Satellite of Trabant
Manufacturer(s): Bennett, Turnagain / ARM, Maxwell, Chance (import)
Debut year: 1965
First UK produced: 1965
Last UK produced: 1983
Total UK number: around 40
Summary: Clever motion of an off-centre counter-rotating base. The ring of seats tilts drastically and then dives and climbs in a seemingly erratic fashion. This ride ushered in the era of advanced lighting techniques, forsaking traditional decor for stunning illumination. The ride became established as a reliable park attraction.
If any ride adopted a variety of names then this was the best example, travelling under the names Satellite, Trabant, Mexican Hat, Razzle Dazzle and Hully Gully. An original American design built by Chance, the ride became popular in Germany and took on the name Trabant, the German for Satellite. Its introduction into the UK paved an important part of our fairground heritage in that it helped to establish the Long Eaton based engineering company set up by Ivan Bennett. The machine was introduced with a full-page advertisement in World's Fair (9/1/65) stating that the Trabant (now to be known as Satellite), would be built by Ivan Bennett under licence from US company Chance. A short legal battle ran with Frank Codona about the production of the initial ride with Frank originally down to receive the first model. Technical details announced that the machine could sit on a single load, be built up by 2 men in 3 hours and had 20 seats and a wooden platform. A similar advertisement in June of that year listed the original list of orders placed including: Eddie Monte, Teddy Morley, Seldon (Rhyl), Botton Brothers (Battersea), S. Crow, Porthcawl Recreations, Martland Brothers (Southport), Margate Dreamland and Reuben Wilson (Great Yarmouth). Frank Codona never received the original ride, but after resolving his dispute with the company would later purchase his own machine, designed with a square front for maximum impact.

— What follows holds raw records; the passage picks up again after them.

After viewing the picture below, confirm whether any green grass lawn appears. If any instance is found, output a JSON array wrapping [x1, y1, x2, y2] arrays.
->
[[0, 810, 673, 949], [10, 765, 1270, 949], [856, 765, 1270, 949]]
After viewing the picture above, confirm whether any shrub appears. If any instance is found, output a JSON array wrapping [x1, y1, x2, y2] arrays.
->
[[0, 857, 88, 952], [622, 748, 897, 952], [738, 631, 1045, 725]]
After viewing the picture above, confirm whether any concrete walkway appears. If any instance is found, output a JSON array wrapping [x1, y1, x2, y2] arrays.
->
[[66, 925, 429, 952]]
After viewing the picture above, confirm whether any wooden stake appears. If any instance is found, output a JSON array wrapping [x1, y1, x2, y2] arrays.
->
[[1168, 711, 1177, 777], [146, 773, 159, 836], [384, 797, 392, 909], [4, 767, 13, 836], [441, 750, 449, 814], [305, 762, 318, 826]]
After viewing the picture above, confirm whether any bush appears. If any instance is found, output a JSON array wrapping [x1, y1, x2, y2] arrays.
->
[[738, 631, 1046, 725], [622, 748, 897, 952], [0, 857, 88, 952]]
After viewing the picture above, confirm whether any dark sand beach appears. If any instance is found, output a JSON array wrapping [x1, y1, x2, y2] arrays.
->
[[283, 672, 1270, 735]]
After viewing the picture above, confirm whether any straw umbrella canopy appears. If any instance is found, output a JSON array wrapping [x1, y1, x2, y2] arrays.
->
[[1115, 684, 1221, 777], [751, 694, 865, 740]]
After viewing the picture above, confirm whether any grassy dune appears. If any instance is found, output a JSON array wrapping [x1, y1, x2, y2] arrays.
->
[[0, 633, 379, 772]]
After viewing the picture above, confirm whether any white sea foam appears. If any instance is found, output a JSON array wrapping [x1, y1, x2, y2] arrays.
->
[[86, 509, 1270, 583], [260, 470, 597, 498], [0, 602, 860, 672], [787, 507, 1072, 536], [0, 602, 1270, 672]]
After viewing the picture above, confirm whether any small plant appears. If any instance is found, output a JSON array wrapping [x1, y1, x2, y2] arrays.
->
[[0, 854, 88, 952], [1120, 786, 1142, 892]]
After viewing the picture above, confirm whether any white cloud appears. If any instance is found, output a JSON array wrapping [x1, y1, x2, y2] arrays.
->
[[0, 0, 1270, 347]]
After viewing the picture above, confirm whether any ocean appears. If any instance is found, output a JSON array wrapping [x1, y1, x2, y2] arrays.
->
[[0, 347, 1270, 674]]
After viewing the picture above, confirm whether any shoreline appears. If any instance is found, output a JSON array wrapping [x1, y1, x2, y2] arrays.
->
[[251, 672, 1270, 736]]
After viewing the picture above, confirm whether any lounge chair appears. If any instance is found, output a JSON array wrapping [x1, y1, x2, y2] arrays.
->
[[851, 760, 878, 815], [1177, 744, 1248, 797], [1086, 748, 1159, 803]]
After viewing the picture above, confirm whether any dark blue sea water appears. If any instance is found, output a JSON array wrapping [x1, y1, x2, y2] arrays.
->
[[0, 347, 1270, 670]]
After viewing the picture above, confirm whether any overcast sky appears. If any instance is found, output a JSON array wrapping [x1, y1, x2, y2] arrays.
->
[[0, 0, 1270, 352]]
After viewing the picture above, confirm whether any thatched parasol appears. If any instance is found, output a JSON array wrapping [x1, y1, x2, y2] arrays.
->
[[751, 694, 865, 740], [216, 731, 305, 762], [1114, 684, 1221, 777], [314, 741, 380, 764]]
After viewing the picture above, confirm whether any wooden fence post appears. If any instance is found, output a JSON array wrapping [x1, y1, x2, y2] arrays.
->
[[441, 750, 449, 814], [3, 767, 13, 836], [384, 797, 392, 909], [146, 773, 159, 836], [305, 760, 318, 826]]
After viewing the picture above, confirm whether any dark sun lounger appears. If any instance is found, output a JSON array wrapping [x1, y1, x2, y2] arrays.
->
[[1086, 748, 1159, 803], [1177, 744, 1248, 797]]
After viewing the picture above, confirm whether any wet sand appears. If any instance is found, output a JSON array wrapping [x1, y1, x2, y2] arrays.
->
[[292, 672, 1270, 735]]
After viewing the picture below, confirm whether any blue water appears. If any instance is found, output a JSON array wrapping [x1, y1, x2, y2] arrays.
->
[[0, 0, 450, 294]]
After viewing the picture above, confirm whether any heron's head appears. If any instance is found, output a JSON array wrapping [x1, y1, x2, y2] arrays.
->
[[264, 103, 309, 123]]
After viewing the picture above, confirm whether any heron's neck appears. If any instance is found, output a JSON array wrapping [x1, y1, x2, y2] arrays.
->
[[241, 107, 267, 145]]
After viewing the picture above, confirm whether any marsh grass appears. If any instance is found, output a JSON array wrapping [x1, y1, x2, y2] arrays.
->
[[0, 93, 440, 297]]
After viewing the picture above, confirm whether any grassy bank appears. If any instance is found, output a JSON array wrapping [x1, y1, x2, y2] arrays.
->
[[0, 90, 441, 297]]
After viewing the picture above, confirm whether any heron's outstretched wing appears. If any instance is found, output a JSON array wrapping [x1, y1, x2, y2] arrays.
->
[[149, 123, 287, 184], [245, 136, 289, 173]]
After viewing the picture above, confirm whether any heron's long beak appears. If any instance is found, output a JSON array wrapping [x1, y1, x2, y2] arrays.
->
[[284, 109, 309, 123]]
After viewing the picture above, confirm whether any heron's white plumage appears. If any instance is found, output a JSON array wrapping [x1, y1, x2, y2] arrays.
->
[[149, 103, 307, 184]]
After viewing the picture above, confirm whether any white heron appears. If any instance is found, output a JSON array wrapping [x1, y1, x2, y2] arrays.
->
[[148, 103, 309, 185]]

By October 1965 Ivan Bennett had secured a feature in the paper giving a potted history of the company and providing a glimpse at some of the key players in the next few decades of fairground engineering, including Pete Smith, who later developed Nottingham UK. The feature showed Ivan standing proudly in front of a Satellite in full flow at Nottingham Goose Fair, whilst his technical crew were photographed in the factory examining the interior of the recently developed full hydraulic Satellite, the UK's first fully hydraulic ride. Ivan Bennett, who began in the textile printing business, proudly proclaims this as the most progressive step ever taken in the ride business.
Bennett built around 24 Satellites, including 1 for Sweden and 1 for Australia, proving the theory that the ride would be a success. At the same time there was some swift changes of ownership and this, combined with the fact that the machines were remarkably similar in appearance, made tracking them an impossible task. The ride was brightly decorated with plastic panels, their interchangeable nature making any ride able to look like any other or totally different from itself in a previous guise. Whereas some rides began to drift on the fringes of the fairground and spend sporadic amounts of time in various parks, others became established on the circuit.
Norman Print took over the Battersea machine and travelled this for 15 years before its sale to Ireland, Billy Crow made successful use of his ex-Porthcawl machine before this went over to Ireland, whilst S. Crow's 1965 Satellite spent 10 years in the north east before time with Michael Wallis, who fitted hoods onto the cars.
The Oxford based engineering company Turnagain / ARM took up manufacturing of the Trabant at the end of the 1970s, making a slightly more modern ride utilising a chequer-plate finish. The first machine was delivered to Keith James in time for Ilkeston Charter Fair in 1977, the company organising a coach trip from Oxford to celebrate this initial acheivement. Turnagain quickly developed an even more futuristic looking ride by adding a sloping floor and increasing the visual impact through added lighting. Sloped-floor machines were produced for John Manning, Billy Crow (Razzle Dazzle), Arthur Stevens (Hully Gully) and George Traylen (Galaxy). By the early 1980s the ride was starting to appear dated and Turnagain focussed their attention on providing standard machines for a number of Butlins parks.
Scottish company Maxwells also built a single Satellite, this machine having a long chain of owners before spending a long period at Mablethorpe amusement park.
Satellite variations existed in small amounts. The Gyro was a novelty travelled by Kenny Raywood and Claude Margett, with at least one juvenile Gyro also in existence. This juvenile machine was later converted into the 'Turbo' novelty travelled by the Wilmot family. A homemade Astronite was travelled by J. Peters, though this only lasted a short while.